Alcor grew slowly in its early years, before the concept of nanotechnology
helped to legitimize the possibility that future science could repair cell damage
caused by freezing. The organization counted only 50 members in 1985, which
was the year it cryopreserved its third patient.
In 1986 some of Alcor’s members formed Symbex, a small investment company which
funded a building in Riverside, California, for lease by Alcor. That same year,
Eric Drexler introduced the concept of nanotechnology in his landmark book,
Engines of Creation. Alcor moved from Fullerton, California, to the new
building in Riverside in 1987.
Alcor cryopreserved a member’s companion animal in 1986, and two people in
1987. Three human cases were handled in 1988, and one in 1989.

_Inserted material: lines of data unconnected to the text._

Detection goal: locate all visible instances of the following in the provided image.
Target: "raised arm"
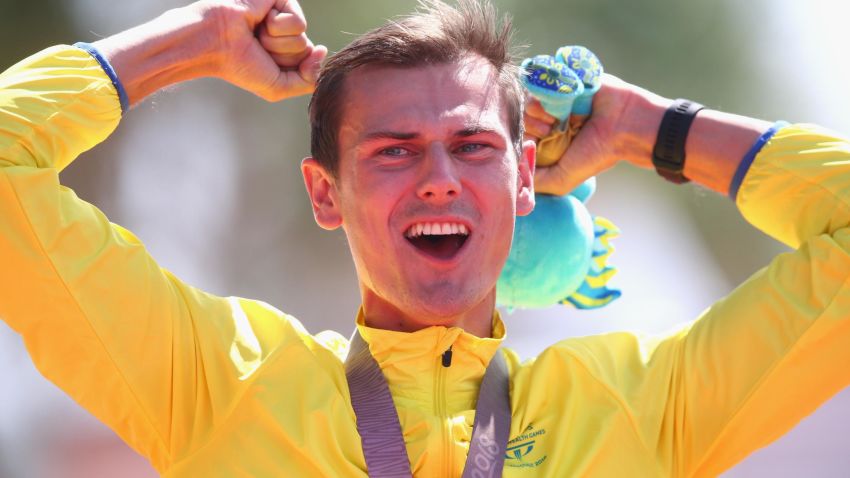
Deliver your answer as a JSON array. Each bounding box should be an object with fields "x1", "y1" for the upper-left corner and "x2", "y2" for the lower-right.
[
  {"x1": 528, "y1": 77, "x2": 850, "y2": 476},
  {"x1": 526, "y1": 75, "x2": 771, "y2": 194},
  {"x1": 0, "y1": 1, "x2": 325, "y2": 473},
  {"x1": 94, "y1": 0, "x2": 327, "y2": 104}
]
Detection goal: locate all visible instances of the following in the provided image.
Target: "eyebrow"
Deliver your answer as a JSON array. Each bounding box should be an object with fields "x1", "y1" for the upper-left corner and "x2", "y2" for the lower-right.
[{"x1": 361, "y1": 125, "x2": 504, "y2": 143}]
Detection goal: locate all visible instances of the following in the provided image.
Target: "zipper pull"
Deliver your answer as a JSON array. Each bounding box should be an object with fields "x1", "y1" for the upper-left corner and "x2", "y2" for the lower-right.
[{"x1": 443, "y1": 345, "x2": 452, "y2": 367}]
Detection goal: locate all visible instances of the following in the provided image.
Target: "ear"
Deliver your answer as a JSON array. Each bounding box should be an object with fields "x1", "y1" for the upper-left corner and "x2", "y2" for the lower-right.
[
  {"x1": 516, "y1": 140, "x2": 537, "y2": 216},
  {"x1": 301, "y1": 157, "x2": 342, "y2": 231}
]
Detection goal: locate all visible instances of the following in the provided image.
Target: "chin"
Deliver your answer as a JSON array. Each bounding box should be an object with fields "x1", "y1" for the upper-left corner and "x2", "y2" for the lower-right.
[{"x1": 404, "y1": 287, "x2": 495, "y2": 326}]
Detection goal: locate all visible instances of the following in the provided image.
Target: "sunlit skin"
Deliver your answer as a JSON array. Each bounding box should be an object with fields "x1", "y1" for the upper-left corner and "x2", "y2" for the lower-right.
[{"x1": 302, "y1": 56, "x2": 534, "y2": 337}]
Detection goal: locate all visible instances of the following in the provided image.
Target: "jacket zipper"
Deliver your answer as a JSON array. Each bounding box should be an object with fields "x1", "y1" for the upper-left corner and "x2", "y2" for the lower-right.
[{"x1": 434, "y1": 347, "x2": 454, "y2": 477}]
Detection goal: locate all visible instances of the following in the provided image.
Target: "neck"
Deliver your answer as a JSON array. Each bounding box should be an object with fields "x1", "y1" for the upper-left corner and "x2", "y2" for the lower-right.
[{"x1": 361, "y1": 287, "x2": 496, "y2": 337}]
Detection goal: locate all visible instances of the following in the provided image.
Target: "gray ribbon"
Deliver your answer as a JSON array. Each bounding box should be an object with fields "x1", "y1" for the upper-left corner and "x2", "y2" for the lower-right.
[{"x1": 345, "y1": 330, "x2": 511, "y2": 478}]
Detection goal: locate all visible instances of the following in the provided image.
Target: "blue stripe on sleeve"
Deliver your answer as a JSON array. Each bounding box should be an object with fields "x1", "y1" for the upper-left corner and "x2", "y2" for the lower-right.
[
  {"x1": 74, "y1": 42, "x2": 130, "y2": 114},
  {"x1": 729, "y1": 121, "x2": 789, "y2": 201}
]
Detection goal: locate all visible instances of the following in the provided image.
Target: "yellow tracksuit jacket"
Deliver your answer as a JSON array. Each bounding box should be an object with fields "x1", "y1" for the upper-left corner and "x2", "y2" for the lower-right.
[{"x1": 0, "y1": 46, "x2": 850, "y2": 478}]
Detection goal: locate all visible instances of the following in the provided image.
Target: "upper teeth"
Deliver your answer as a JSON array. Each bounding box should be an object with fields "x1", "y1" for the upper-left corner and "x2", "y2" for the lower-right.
[{"x1": 404, "y1": 222, "x2": 469, "y2": 237}]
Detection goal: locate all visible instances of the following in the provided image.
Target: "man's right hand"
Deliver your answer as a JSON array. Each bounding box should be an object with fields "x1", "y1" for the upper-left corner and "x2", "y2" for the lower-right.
[{"x1": 95, "y1": 0, "x2": 327, "y2": 104}]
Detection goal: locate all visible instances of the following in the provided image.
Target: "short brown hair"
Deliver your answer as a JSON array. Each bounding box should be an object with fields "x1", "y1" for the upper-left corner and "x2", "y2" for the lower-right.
[{"x1": 309, "y1": 0, "x2": 524, "y2": 177}]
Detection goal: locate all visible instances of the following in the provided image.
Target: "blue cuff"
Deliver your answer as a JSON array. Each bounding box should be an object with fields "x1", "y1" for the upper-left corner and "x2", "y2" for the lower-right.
[
  {"x1": 74, "y1": 42, "x2": 130, "y2": 114},
  {"x1": 729, "y1": 121, "x2": 790, "y2": 201}
]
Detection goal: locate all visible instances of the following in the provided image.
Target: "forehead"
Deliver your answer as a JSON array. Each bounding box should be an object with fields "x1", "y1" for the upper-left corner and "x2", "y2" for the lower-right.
[{"x1": 340, "y1": 56, "x2": 508, "y2": 138}]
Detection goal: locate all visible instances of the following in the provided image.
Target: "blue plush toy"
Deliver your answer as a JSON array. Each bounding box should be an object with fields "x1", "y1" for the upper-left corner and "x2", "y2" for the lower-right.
[{"x1": 496, "y1": 46, "x2": 620, "y2": 309}]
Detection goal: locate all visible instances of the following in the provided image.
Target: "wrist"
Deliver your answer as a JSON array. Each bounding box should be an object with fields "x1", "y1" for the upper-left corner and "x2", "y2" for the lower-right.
[
  {"x1": 93, "y1": 4, "x2": 222, "y2": 105},
  {"x1": 617, "y1": 86, "x2": 673, "y2": 169}
]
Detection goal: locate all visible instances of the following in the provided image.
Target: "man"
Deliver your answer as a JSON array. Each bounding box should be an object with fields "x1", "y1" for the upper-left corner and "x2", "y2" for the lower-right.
[{"x1": 0, "y1": 0, "x2": 850, "y2": 476}]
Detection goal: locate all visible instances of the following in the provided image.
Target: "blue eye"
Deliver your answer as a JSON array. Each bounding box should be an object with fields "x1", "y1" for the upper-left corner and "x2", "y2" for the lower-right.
[
  {"x1": 457, "y1": 143, "x2": 487, "y2": 153},
  {"x1": 381, "y1": 146, "x2": 409, "y2": 156}
]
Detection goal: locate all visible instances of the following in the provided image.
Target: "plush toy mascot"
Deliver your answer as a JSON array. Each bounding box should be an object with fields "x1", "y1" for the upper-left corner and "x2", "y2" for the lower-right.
[{"x1": 496, "y1": 46, "x2": 620, "y2": 309}]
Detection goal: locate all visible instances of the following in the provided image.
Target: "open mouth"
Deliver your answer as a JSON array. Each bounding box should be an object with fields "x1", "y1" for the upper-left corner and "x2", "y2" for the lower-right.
[{"x1": 404, "y1": 222, "x2": 469, "y2": 260}]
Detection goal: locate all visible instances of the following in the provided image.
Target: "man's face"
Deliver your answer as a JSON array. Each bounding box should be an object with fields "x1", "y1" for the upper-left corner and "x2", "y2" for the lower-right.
[{"x1": 308, "y1": 56, "x2": 533, "y2": 326}]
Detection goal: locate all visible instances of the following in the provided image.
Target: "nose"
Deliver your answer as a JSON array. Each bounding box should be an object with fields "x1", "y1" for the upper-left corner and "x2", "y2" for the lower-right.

By 1990 Alcor had grown to 300 members. In response to concerns that the California
facility was too small and vulnerable to earthquake risk, the organization purchased
a building in Scottsdale, Arizona in 1993 and moved its patients to it in 1994.

In 1997, after a substantial effort led by then-president Steve Bridge, Alcor
formed the Patient Care Trust as an
entirely separate entity to manage and protect the funding for cryopatients.
Alcor remains the only cryonics organization to segregate and protect patient
funding in this way.
In 2001 Alcor adapted cryoprotectant formulas from published scientific literature
into a more concentrated formula capable of achieving ice-free preservation
(vitrification) of the human brain ("neurovitrification").
Near the end of 2002 Alcor embarked on an ambitious expansion project, taking
over another unit in its Scottsdale building (where remaining units currently
are rented to other tenants). The first issue of an online newsletter, Alcor
News, was distributed late in 2002. During 2003, new staff members joined
the organization and work continued to create a new patient care bay, operating
room, and laboratory area. A truck was purchased for conversion as an ambulance
that would be large enough to permit surgical procedures. Alcor made radical
changes to its medications to conform with results of resuscitation research,
and purchased the prototype of an intermediate temperature storage device that
promises to reduce or eliminate the risk of fracturing in cryopatients.